In the Moscow suburb of Klimovsk two local people cut an opening the size of a Jacuzzi in the frozen river and took a "bath," only without champagne.Global Look Press
For Russians the first half of January is a long-awaited and lengthy vacation - eleven days off from work including New Year's Day and the Orthodox Christmas celebrations. But this year due to record frosts, instead of parties, residents of central Russia were forced to spend the holidays indoors at home. And not always in heated ones.
In Krasnogorsk (near Moscow), where temperatures fell to minus 32C (-25.6F), due to an accident at the local heating plant, 12,000 people had no heating. "We slept in furs for two nights with our electric heaters and gas burners on and it still didn't help," a local resident said. "The windows were covered with ice, you couldn't see anything through them."
"I don't recall that we've ever had so much work," noted Igor Katsyuba, director of the search and rescue unit at the Ministry of Emergency Situations. "Entire families froze on the roads. Cars stalled from the frost.
What made the situation even more difficult was that in such cold the batteries in mobile phones die immediately and people couldn't call for help. That is why we had to supply the main roads 24 hours a day with powerful heating installations. More than one hundred people were taken to hospital. In Perm Territory (745 miles northeast of Moscow) and in Sverdlovsk Region (930 miles east of Moscow) even older people could not remember ever experiencing such frosts: temperatures dropped to minus 45C (-49F)."
In Khabarovsk Territory (3,790 miles east of Moscow) and Nizhny Novgorod Region (280 miles east of Moscow) the temperature was one degree lower: minus 46C (-50.8F). And while Khabarovsk residents had already experienced such frosts, for the people of Nizhny Novgorod they were absurd. "I do not remember the streets being so empty during Christmas," said 36-year-old Andrei Belyaev.
Muscovites witnessed extremely low temperatures for the city: The mercury sank as low as minus 30C (-22F) and in Moscow Region the temperature dropped to minus 33.4C (-28.1F).
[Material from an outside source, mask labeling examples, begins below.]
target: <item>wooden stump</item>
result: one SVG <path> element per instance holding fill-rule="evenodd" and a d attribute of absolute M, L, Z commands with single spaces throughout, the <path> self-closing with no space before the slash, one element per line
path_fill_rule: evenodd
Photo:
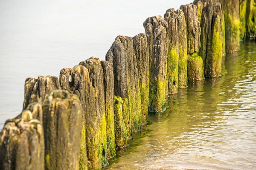
<path fill-rule="evenodd" d="M 43 104 L 45 95 L 53 90 L 60 89 L 58 77 L 54 76 L 38 76 L 38 79 L 28 78 L 25 83 L 23 110 L 29 103 L 38 102 Z"/>
<path fill-rule="evenodd" d="M 117 37 L 106 55 L 113 68 L 116 96 L 127 98 L 132 132 L 141 130 L 140 91 L 136 57 L 131 37 Z"/>
<path fill-rule="evenodd" d="M 169 14 L 165 18 L 168 23 L 166 34 L 168 41 L 167 57 L 167 88 L 169 94 L 178 92 L 178 67 L 179 57 L 179 16 L 175 13 Z M 166 15 L 167 16 L 167 14 Z"/>
<path fill-rule="evenodd" d="M 42 107 L 29 105 L 17 117 L 7 120 L 0 133 L 0 169 L 44 170 Z M 30 110 L 31 109 L 31 110 Z"/>
<path fill-rule="evenodd" d="M 121 97 L 114 97 L 114 113 L 115 115 L 115 134 L 116 149 L 128 146 L 127 130 L 122 113 L 122 100 Z"/>
<path fill-rule="evenodd" d="M 247 0 L 239 0 L 240 37 L 241 41 L 243 41 L 246 37 L 247 3 Z"/>
<path fill-rule="evenodd" d="M 115 119 L 113 110 L 114 75 L 113 67 L 111 63 L 106 61 L 101 62 L 104 74 L 104 92 L 108 158 L 116 156 L 115 137 Z"/>
<path fill-rule="evenodd" d="M 133 38 L 133 45 L 137 60 L 139 83 L 141 103 L 141 124 L 147 123 L 149 90 L 149 56 L 147 37 L 140 34 Z"/>
<path fill-rule="evenodd" d="M 247 0 L 247 35 L 249 37 L 256 36 L 256 1 Z"/>
<path fill-rule="evenodd" d="M 178 9 L 176 13 L 179 17 L 179 68 L 178 88 L 184 88 L 187 86 L 188 45 L 187 30 L 184 13 Z"/>
<path fill-rule="evenodd" d="M 200 47 L 200 32 L 197 7 L 195 5 L 190 4 L 183 5 L 180 9 L 183 11 L 187 25 L 188 54 L 192 54 L 199 51 Z"/>
<path fill-rule="evenodd" d="M 188 80 L 189 82 L 194 82 L 204 79 L 203 60 L 197 53 L 194 53 L 189 57 Z"/>
<path fill-rule="evenodd" d="M 220 3 L 207 5 L 203 10 L 201 21 L 200 55 L 204 61 L 204 76 L 219 76 L 222 59 L 222 12 Z"/>
<path fill-rule="evenodd" d="M 43 108 L 46 169 L 79 169 L 82 109 L 78 97 L 53 91 Z"/>
<path fill-rule="evenodd" d="M 152 50 L 154 33 L 155 29 L 159 26 L 162 26 L 165 28 L 168 27 L 168 23 L 161 16 L 149 17 L 143 23 L 148 45 L 149 65 L 151 64 L 151 60 L 152 58 Z"/>
<path fill-rule="evenodd" d="M 75 68 L 76 67 L 75 66 Z M 79 70 L 77 71 L 79 71 Z M 60 84 L 61 89 L 67 90 L 71 94 L 76 94 L 80 100 L 82 107 L 83 120 L 80 144 L 79 168 L 80 170 L 87 170 L 88 168 L 88 159 L 86 135 L 86 128 L 88 126 L 85 120 L 85 115 L 87 111 L 87 108 L 88 108 L 86 106 L 86 105 L 88 104 L 88 101 L 86 100 L 86 98 L 84 94 L 86 80 L 82 78 L 83 74 L 80 74 L 78 71 L 70 68 L 63 68 L 61 71 L 60 73 Z"/>
<path fill-rule="evenodd" d="M 165 28 L 159 26 L 154 30 L 150 66 L 149 108 L 162 112 L 166 109 L 168 41 Z"/>
<path fill-rule="evenodd" d="M 233 52 L 239 50 L 240 23 L 239 0 L 221 0 L 225 19 L 226 51 Z"/>
<path fill-rule="evenodd" d="M 91 57 L 85 62 L 80 62 L 79 65 L 87 68 L 89 71 L 90 80 L 93 86 L 98 91 L 98 102 L 99 111 L 100 131 L 100 155 L 102 167 L 108 164 L 107 158 L 106 113 L 105 112 L 105 92 L 103 80 L 103 71 L 100 60 L 98 58 Z"/>
<path fill-rule="evenodd" d="M 124 120 L 127 130 L 127 136 L 129 140 L 130 140 L 132 139 L 132 131 L 131 125 L 131 116 L 129 113 L 129 102 L 127 98 L 124 98 L 122 100 L 122 108 Z"/>

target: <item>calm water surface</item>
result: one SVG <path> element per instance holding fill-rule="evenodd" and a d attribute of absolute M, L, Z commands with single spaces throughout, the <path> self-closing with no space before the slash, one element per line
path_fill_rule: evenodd
<path fill-rule="evenodd" d="M 256 169 L 256 45 L 223 59 L 221 77 L 169 98 L 106 169 Z"/>
<path fill-rule="evenodd" d="M 144 33 L 148 17 L 192 1 L 0 0 L 0 129 L 20 113 L 26 78 L 104 60 L 118 35 Z"/>
<path fill-rule="evenodd" d="M 104 60 L 117 35 L 192 1 L 0 1 L 0 129 L 20 113 L 26 78 Z M 256 46 L 224 58 L 220 78 L 170 97 L 106 169 L 256 169 Z"/>

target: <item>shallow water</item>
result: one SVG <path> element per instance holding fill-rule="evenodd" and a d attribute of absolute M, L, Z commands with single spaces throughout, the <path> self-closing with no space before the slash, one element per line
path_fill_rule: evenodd
<path fill-rule="evenodd" d="M 0 129 L 20 113 L 26 78 L 104 60 L 118 35 L 144 33 L 148 17 L 192 1 L 0 0 Z"/>
<path fill-rule="evenodd" d="M 223 59 L 221 76 L 168 99 L 106 169 L 256 169 L 256 45 Z"/>

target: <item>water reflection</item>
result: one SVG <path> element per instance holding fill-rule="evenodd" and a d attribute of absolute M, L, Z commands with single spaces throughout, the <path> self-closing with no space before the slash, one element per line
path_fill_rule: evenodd
<path fill-rule="evenodd" d="M 189 85 L 150 114 L 107 169 L 256 168 L 256 47 L 223 57 L 221 76 Z"/>

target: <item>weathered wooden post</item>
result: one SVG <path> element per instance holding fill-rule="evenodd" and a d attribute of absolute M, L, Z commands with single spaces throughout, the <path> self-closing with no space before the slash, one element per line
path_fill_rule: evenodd
<path fill-rule="evenodd" d="M 133 132 L 141 130 L 140 91 L 136 57 L 131 37 L 118 36 L 105 57 L 113 68 L 116 96 L 127 98 Z"/>
<path fill-rule="evenodd" d="M 243 41 L 246 37 L 246 7 L 247 0 L 239 0 L 239 15 L 240 20 L 240 37 Z"/>
<path fill-rule="evenodd" d="M 158 26 L 162 26 L 164 28 L 168 27 L 168 23 L 161 16 L 156 16 L 149 17 L 143 23 L 143 26 L 145 29 L 146 36 L 148 45 L 149 53 L 149 65 L 151 64 L 152 59 L 152 50 L 153 46 L 153 39 L 155 29 Z"/>
<path fill-rule="evenodd" d="M 219 76 L 222 58 L 222 11 L 220 3 L 207 5 L 203 9 L 201 20 L 201 48 L 204 76 Z"/>
<path fill-rule="evenodd" d="M 138 66 L 139 83 L 141 102 L 141 124 L 147 122 L 149 90 L 149 54 L 147 37 L 140 34 L 133 38 L 133 45 Z"/>
<path fill-rule="evenodd" d="M 203 65 L 197 64 L 202 61 L 201 57 L 198 55 L 200 47 L 200 35 L 201 29 L 199 26 L 197 8 L 196 5 L 190 4 L 180 6 L 180 9 L 184 12 L 185 18 L 187 25 L 187 38 L 188 44 L 188 80 L 189 81 L 198 81 L 204 79 L 204 71 L 198 71 L 204 70 Z M 192 62 L 192 61 L 193 62 Z M 196 62 L 195 62 L 196 61 Z M 192 65 L 193 64 L 195 64 Z M 197 67 L 201 67 L 198 68 Z M 197 76 L 191 76 L 197 73 Z M 198 74 L 202 74 L 201 75 L 198 75 Z M 201 78 L 200 80 L 200 78 Z"/>
<path fill-rule="evenodd" d="M 84 68 L 84 69 L 82 69 L 81 70 L 86 70 L 84 67 L 81 67 L 82 68 Z M 75 69 L 75 68 L 76 69 Z M 85 85 L 87 82 L 86 79 L 83 79 L 83 71 L 80 71 L 79 68 L 79 67 L 75 66 L 74 68 L 74 70 L 70 68 L 64 68 L 61 70 L 60 73 L 60 84 L 61 89 L 67 90 L 70 93 L 76 94 L 80 100 L 82 106 L 83 120 L 80 142 L 79 168 L 80 170 L 87 170 L 88 168 L 87 162 L 88 161 L 87 157 L 86 144 L 86 129 L 87 127 L 89 126 L 90 124 L 87 124 L 85 119 L 86 117 L 87 111 L 87 108 L 90 107 L 91 105 L 88 106 L 89 107 L 86 106 L 86 105 L 88 105 L 88 102 L 87 100 L 86 100 L 87 98 L 86 98 L 85 96 L 85 91 L 86 91 L 86 87 L 87 87 Z M 90 82 L 90 80 L 89 82 Z M 88 91 L 90 91 L 90 90 L 88 90 Z M 94 109 L 96 109 L 96 108 L 94 108 Z M 99 148 L 99 144 L 98 146 Z M 89 147 L 89 146 L 88 147 Z M 91 152 L 92 151 L 93 152 L 95 151 L 93 150 L 90 150 Z M 96 150 L 99 151 L 99 149 Z M 100 165 L 99 167 L 100 167 Z"/>
<path fill-rule="evenodd" d="M 166 109 L 168 48 L 166 28 L 163 26 L 159 26 L 155 29 L 153 40 L 148 110 L 162 112 Z"/>
<path fill-rule="evenodd" d="M 178 67 L 179 57 L 179 16 L 174 9 L 169 10 L 165 14 L 165 20 L 168 23 L 166 34 L 168 41 L 167 57 L 167 85 L 168 94 L 175 94 L 178 92 Z M 173 11 L 173 12 L 171 11 Z"/>
<path fill-rule="evenodd" d="M 247 0 L 247 34 L 249 37 L 256 36 L 256 1 Z"/>
<path fill-rule="evenodd" d="M 79 65 L 87 68 L 89 71 L 90 81 L 93 86 L 98 91 L 98 102 L 99 111 L 101 150 L 100 155 L 102 167 L 108 165 L 107 156 L 107 135 L 106 113 L 105 112 L 105 92 L 103 80 L 103 71 L 100 60 L 98 58 L 91 57 L 85 62 L 80 62 Z"/>
<path fill-rule="evenodd" d="M 226 51 L 233 52 L 239 50 L 240 24 L 239 0 L 221 0 L 224 18 Z"/>
<path fill-rule="evenodd" d="M 178 88 L 186 88 L 187 86 L 188 45 L 187 42 L 186 24 L 184 13 L 178 9 L 176 14 L 179 16 L 179 69 Z"/>
<path fill-rule="evenodd" d="M 188 81 L 193 82 L 204 79 L 204 76 L 203 60 L 197 53 L 194 53 L 189 56 L 188 60 Z"/>
<path fill-rule="evenodd" d="M 41 116 L 42 107 L 34 103 L 29 107 L 32 110 L 7 120 L 0 133 L 1 170 L 44 170 L 44 130 L 34 119 Z"/>
<path fill-rule="evenodd" d="M 199 24 L 201 23 L 201 17 L 202 17 L 202 12 L 203 8 L 205 6 L 205 3 L 201 0 L 195 0 L 193 3 L 193 4 L 196 5 L 198 8 L 198 16 L 199 21 Z"/>
<path fill-rule="evenodd" d="M 43 106 L 47 170 L 79 168 L 82 110 L 77 96 L 52 91 Z"/>
<path fill-rule="evenodd" d="M 188 54 L 192 54 L 199 52 L 200 47 L 201 28 L 199 26 L 197 7 L 195 5 L 190 4 L 181 6 L 180 9 L 184 12 L 187 24 Z"/>
<path fill-rule="evenodd" d="M 105 94 L 105 109 L 107 156 L 108 158 L 116 156 L 116 143 L 115 137 L 115 119 L 113 110 L 114 101 L 114 75 L 113 67 L 111 63 L 102 61 L 101 64 L 103 71 L 104 92 Z"/>
<path fill-rule="evenodd" d="M 25 83 L 23 110 L 33 102 L 43 104 L 45 95 L 53 90 L 60 89 L 58 77 L 55 76 L 39 76 L 38 79 L 28 78 Z"/>
<path fill-rule="evenodd" d="M 195 0 L 194 1 L 193 3 L 196 5 L 198 8 L 198 19 L 199 20 L 199 24 L 201 23 L 201 18 L 202 17 L 202 13 L 203 12 L 203 9 L 207 5 L 211 3 L 220 3 L 221 0 Z M 225 21 L 224 20 L 224 15 L 222 13 L 222 34 L 223 34 L 223 40 L 222 43 L 222 54 L 226 55 L 226 41 L 225 38 Z"/>
<path fill-rule="evenodd" d="M 128 99 L 126 97 L 122 99 L 122 108 L 123 116 L 127 130 L 127 136 L 129 140 L 130 140 L 132 139 L 132 131 L 131 125 L 131 116 L 129 112 L 129 102 Z"/>
<path fill-rule="evenodd" d="M 114 97 L 115 134 L 116 149 L 122 148 L 128 146 L 129 140 L 123 115 L 122 102 L 121 97 Z"/>

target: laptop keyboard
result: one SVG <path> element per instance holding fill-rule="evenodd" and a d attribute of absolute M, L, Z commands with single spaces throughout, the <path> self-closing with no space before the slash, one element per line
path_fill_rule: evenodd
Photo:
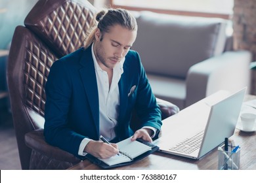
<path fill-rule="evenodd" d="M 204 130 L 190 139 L 185 139 L 175 146 L 171 148 L 169 150 L 188 154 L 191 154 L 200 147 L 203 139 L 203 132 Z"/>

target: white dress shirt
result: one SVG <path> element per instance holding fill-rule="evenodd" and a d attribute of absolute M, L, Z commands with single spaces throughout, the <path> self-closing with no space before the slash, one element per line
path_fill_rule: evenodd
<path fill-rule="evenodd" d="M 94 43 L 91 46 L 91 52 L 95 67 L 96 78 L 97 81 L 99 111 L 100 111 L 100 135 L 104 137 L 107 141 L 111 141 L 116 137 L 114 127 L 117 125 L 119 107 L 120 104 L 118 82 L 121 75 L 123 73 L 123 65 L 125 58 L 121 60 L 113 69 L 113 76 L 110 88 L 109 87 L 108 76 L 107 72 L 103 71 L 98 65 L 93 51 Z M 154 131 L 154 135 L 156 129 L 152 127 L 144 127 Z M 78 154 L 85 156 L 83 152 L 85 146 L 91 139 L 85 138 L 81 141 Z"/>

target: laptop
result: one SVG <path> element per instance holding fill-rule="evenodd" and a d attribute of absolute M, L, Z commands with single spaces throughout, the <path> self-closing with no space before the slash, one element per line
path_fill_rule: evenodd
<path fill-rule="evenodd" d="M 160 152 L 201 158 L 234 134 L 245 92 L 220 90 L 166 118 L 154 142 Z"/>

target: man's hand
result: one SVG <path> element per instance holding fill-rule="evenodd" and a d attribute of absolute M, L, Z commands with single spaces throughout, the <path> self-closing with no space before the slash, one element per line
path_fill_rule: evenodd
<path fill-rule="evenodd" d="M 116 144 L 108 144 L 102 141 L 91 141 L 86 145 L 85 152 L 98 158 L 108 158 L 119 153 Z"/>
<path fill-rule="evenodd" d="M 153 135 L 153 131 L 150 129 L 141 128 L 135 131 L 133 137 L 131 138 L 131 141 L 134 141 L 137 139 L 142 138 L 143 140 L 152 142 L 152 139 L 150 137 Z"/>

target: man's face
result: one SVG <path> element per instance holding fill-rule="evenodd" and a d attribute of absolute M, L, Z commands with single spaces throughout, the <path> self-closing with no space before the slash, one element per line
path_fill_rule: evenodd
<path fill-rule="evenodd" d="M 136 39 L 137 31 L 119 25 L 104 35 L 98 29 L 95 33 L 94 52 L 101 69 L 113 69 L 126 56 Z"/>

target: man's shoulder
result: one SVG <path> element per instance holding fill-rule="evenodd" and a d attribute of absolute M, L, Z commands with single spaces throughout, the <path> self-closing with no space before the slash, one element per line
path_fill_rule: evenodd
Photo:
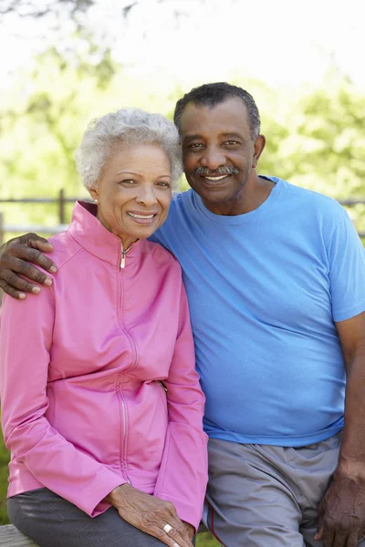
<path fill-rule="evenodd" d="M 285 188 L 284 195 L 287 197 L 293 206 L 303 208 L 306 212 L 312 212 L 326 217 L 342 218 L 347 215 L 345 209 L 339 201 L 314 190 L 308 190 L 301 186 L 296 186 L 291 182 L 270 177 L 274 182 L 281 181 Z"/>
<path fill-rule="evenodd" d="M 143 248 L 143 253 L 148 253 L 154 262 L 167 263 L 170 264 L 171 267 L 180 270 L 180 264 L 173 254 L 162 247 L 159 243 L 141 240 L 141 244 Z"/>

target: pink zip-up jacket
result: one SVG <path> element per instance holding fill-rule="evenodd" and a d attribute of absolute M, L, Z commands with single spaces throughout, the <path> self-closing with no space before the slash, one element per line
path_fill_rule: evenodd
<path fill-rule="evenodd" d="M 46 487 L 94 517 L 129 481 L 197 529 L 207 438 L 181 267 L 145 240 L 123 258 L 95 212 L 78 202 L 51 238 L 52 287 L 4 298 L 8 496 Z"/>

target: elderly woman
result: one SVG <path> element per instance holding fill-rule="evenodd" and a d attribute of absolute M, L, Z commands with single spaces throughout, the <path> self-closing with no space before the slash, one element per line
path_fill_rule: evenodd
<path fill-rule="evenodd" d="M 3 304 L 9 517 L 41 547 L 190 547 L 204 399 L 180 265 L 146 241 L 181 174 L 177 130 L 121 109 L 76 160 L 94 203 L 52 238 L 52 286 Z"/>

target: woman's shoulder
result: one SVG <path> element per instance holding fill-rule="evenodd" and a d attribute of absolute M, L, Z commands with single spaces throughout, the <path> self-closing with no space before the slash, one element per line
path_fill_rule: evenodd
<path fill-rule="evenodd" d="M 52 259 L 58 270 L 80 249 L 68 230 L 53 235 L 48 241 L 53 245 L 49 258 Z"/>

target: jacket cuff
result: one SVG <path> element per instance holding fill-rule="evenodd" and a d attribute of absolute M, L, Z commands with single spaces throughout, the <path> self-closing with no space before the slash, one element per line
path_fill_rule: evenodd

The capital had not experienced such a frost for 120 years. More than 70 flights were delayed or canceled at the city's airports. The Health Ministry declared the penultimate, orange danger level in the city. People were asked not to leave their homes unless absolutely necessary. But even with these precautions 129 people were taken to hospital during the New Year holidays suffering from frostbite and two died.
25-year-old Igor Valeev spent forty minutes in the cold and was taken to the hospital. "I got dressed for the winter it seemed, but my car wouldn't start," he explained, "and I had to drive to see my relatives. I tried starting the engine. I didn't even notice how my finger and toes became numb. When I got to the hospital they were already covered with blisters. The doctors said I was lucky - another half hour and they would have had to have been amputated."
"It is necessary to dress as warmly as possible during such cold, but it's better not to leave your home at all," an RBTH correspondent was told at the Health Ministry's center for emergency medical aid. "The biggest mistakes made by people who freeze is that they try to warm themselves up with boiling water or put their frostbitten limbs in hot water or rub them. This must not be done! One should get warm using only warm water, gradually increasing its temperature. What's better is placing a heat-insulating band on the parts of the body that have been affected: below - a layer of cotton, above - a bandage. And don’t warm yourself by the fire: this can lead to the formation of blood clots in the vessels."
Currently, the frosts in most parts of Russia have passed, but in several areas, particularly in Far Eastern and Siberian regions, the orange danger level remains in place.
However, Russians would not be Russians if even in these frosts they did not test their courage.
In the Moscow suburb of Klimovsk two local people cut an opening the size of a Jacuzzi in the frozen river and took a "bath," only without champagne.
But the main heroes were the Muscovites. On the morning of Jan. 8, when the temperature was minus 31C (-23.8F), they held a bicycle parade, riding eight miles from Frunzenskaya Embankment to the Kremlin and back. No participants asked for medical help. 26-year-old Ekaterina even complained that, "It was actually hot pedaling. I was sweating all over."